Legal Immigrants Living With HIV
For immigrants who are in the US with legal documentation, the current immigration climate is also hazardous.The Department of Homeland Security recently announced the implementation of a “public charge” rule, which could prevent immigrants from obtaining permanent residency status if they received some forms of public assistance, including Medicaid. Experts believe this would disincentivize migrants from seeking preventive and even acute care services. This policy has the potential to delay HIV screening for foreign-born people who are unaware of their diagnosis. A public charge rule would also harm immigrants who know their HIV status but rely on social welfare programs to access antiretroviral therapy and maintain virologic suppression. Public health efforts for HIV elimination in the US already face many obstacles. The long-term clinical and public health effects of people disengaging from care will likely offset any potential savings derived from the misguided “public charge” rule.
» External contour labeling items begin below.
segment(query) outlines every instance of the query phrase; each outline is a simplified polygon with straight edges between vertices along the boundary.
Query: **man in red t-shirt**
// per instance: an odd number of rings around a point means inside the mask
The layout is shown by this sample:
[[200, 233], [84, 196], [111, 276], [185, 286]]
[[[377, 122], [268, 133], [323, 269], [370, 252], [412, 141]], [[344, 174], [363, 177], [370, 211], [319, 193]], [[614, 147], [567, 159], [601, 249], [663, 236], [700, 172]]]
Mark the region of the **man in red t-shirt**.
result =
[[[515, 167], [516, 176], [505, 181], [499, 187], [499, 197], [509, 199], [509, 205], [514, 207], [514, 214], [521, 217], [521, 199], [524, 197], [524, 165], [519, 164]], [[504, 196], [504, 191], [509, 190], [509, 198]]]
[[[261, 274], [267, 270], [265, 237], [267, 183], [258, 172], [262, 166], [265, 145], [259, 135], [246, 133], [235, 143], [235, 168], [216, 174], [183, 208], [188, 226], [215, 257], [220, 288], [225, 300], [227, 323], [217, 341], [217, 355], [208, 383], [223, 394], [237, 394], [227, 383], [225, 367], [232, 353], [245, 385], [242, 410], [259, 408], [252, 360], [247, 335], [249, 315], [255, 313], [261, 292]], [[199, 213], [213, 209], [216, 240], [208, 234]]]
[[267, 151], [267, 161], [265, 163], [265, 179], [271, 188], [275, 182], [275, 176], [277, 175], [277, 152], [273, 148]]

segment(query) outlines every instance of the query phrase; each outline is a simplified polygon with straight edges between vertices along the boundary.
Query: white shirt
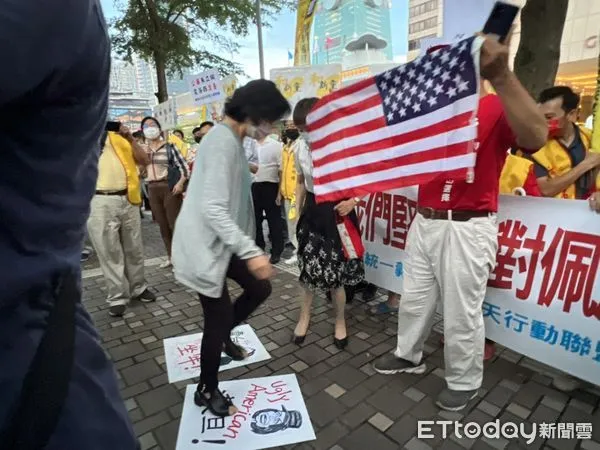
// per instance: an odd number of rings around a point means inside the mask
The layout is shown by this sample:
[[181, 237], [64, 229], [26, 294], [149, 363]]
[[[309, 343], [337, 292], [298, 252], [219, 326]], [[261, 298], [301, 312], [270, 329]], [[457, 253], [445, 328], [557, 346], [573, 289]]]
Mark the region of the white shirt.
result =
[[257, 143], [256, 150], [258, 153], [258, 171], [254, 181], [256, 183], [279, 183], [283, 144], [267, 137], [262, 144]]

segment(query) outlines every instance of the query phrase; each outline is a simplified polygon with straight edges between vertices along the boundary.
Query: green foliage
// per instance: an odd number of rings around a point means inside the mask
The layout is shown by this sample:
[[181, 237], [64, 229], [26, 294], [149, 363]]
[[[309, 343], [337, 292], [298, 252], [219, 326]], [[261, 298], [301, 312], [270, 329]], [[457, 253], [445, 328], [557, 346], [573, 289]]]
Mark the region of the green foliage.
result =
[[[295, 4], [261, 3], [267, 20]], [[164, 88], [166, 95], [166, 86], [160, 86], [162, 68], [170, 74], [189, 67], [216, 68], [223, 75], [242, 73], [232, 60], [239, 49], [236, 38], [256, 24], [255, 0], [128, 0], [119, 10], [121, 16], [111, 23], [113, 50], [127, 60], [137, 54], [154, 61], [159, 92]]]

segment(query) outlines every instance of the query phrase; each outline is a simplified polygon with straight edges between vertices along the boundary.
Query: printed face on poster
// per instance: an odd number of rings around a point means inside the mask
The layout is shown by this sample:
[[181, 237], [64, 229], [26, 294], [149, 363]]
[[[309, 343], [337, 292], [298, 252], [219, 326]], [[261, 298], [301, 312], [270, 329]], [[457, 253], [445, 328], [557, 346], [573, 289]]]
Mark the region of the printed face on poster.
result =
[[[359, 208], [367, 279], [400, 294], [417, 200], [412, 189], [372, 194]], [[497, 265], [483, 305], [486, 336], [600, 384], [598, 214], [585, 201], [501, 196], [498, 223]]]
[[303, 98], [324, 97], [341, 86], [342, 65], [327, 64], [303, 67], [286, 67], [271, 70], [273, 81], [290, 102], [292, 111]]
[[176, 450], [258, 450], [315, 440], [295, 375], [219, 384], [239, 409], [219, 418], [194, 404], [195, 385], [185, 393]]
[[[189, 380], [200, 376], [200, 348], [203, 333], [178, 336], [164, 340], [165, 361], [169, 383]], [[225, 353], [221, 354], [220, 371], [265, 361], [271, 358], [250, 325], [241, 325], [231, 332], [231, 339], [242, 346], [249, 354], [243, 361], [234, 361]]]
[[194, 104], [197, 106], [219, 102], [225, 98], [223, 81], [215, 69], [190, 76], [188, 84]]
[[158, 119], [163, 130], [172, 130], [177, 127], [177, 102], [174, 98], [156, 105], [152, 115]]

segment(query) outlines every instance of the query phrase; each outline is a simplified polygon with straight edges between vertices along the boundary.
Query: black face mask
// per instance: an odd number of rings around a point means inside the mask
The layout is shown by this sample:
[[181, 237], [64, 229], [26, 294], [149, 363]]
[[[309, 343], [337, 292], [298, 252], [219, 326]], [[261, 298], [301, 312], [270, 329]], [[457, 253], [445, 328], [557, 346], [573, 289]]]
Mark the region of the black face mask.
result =
[[293, 129], [293, 128], [290, 128], [289, 130], [285, 130], [283, 132], [283, 134], [290, 141], [295, 141], [296, 139], [298, 139], [298, 136], [300, 136], [300, 132], [298, 130]]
Immigration Restrictions And HIV: Historical Precedents
Current immigration restrictions have recent precedents. From 1987 to 2010, the US maintained the so-called HIV Travel Ban, a policy that restricted immigration to the US among people living with HIV even though it was known then, as it is known now, that HIV is not transmissible by casual contact. Despite decades of expert opinion to the contrary, these misconceptions have now been revived in Chief Hastings’s testimony that HIV is “a communicable disease” that justifies family separation. One of the justifications for the HIV Travel Ban was also the public charge argument—specifically, that the costs imposed by immigrants living with HIV would be prohibitive. For decades, this argument was selectively applied to HIV: Immigrants with other chronic diseases were never systematically excluded from entry to the US. Indeed, the public charge argument perpetuated HIV-related stigma and contributed to delayed diagnoses and poor engagement in care for people with HIV. Repurposing this argument in today’s immigration climate will inhibit migrants from accessing clinical care, which could impede important public health efforts.
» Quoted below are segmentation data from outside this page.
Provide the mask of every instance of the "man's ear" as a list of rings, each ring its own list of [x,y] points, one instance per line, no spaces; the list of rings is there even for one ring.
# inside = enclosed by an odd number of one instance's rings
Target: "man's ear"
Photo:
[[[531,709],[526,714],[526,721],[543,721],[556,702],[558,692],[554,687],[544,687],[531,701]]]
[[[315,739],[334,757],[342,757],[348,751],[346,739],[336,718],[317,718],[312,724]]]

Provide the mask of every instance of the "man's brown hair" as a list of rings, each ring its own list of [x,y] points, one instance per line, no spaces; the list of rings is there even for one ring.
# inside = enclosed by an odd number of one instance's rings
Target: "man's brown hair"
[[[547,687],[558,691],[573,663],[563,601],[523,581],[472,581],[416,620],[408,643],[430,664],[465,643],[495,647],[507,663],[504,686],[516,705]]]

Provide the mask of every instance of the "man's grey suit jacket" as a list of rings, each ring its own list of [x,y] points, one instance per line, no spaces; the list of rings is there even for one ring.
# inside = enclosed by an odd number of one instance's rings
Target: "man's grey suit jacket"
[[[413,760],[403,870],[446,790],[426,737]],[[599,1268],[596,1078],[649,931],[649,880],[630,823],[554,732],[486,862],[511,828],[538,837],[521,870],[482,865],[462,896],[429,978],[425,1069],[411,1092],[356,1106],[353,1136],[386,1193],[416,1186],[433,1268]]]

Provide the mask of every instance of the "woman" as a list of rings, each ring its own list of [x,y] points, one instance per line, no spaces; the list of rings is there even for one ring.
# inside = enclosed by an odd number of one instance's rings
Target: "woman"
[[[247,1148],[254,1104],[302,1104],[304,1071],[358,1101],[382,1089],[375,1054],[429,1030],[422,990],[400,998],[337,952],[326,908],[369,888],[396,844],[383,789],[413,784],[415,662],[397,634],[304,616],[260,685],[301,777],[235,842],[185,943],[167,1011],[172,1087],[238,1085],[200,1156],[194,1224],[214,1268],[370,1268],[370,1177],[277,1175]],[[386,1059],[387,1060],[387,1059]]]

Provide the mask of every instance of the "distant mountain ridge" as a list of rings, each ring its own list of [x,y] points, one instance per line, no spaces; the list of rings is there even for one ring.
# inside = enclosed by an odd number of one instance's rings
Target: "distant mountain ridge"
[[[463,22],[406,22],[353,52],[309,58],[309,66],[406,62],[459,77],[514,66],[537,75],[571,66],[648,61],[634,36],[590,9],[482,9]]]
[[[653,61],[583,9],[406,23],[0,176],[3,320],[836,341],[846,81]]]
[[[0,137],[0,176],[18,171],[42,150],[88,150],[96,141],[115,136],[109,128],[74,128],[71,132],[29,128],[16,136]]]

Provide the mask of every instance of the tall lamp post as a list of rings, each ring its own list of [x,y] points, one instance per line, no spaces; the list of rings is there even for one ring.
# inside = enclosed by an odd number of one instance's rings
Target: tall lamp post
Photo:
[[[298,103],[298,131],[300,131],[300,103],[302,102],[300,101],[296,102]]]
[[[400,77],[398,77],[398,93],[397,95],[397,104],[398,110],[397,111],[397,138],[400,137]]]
Correcting The Contradictions
While many migrants have been affected by the immigration policies outlined above, people living with HIV are especially vulnerable to the policies’ downstream health consequences. The latest example is the use of HIV as grounds for family separation—a practice that has no justifiable basis in medical science or in public health policy. HIV should not be used as pretext for a broader agenda of curtailing immigration. Such practices turn the clock back on decades of public health messaging against HIV-related stigma, run antithetical to federal health agencies’ own policies, and undermine the federal End the HIV Epidemic initiative. The contradictions between immigration and health policy can be promptly corrected. The Departments of Homeland Security and Health and Human Services should immediately end this inaccurate interpretation of HIV as a “communicable disease” meriting family separation and double efforts to stop family separation, prolonged detention, and discriminatory immigration practices for migrants and asylum seekers with HIV.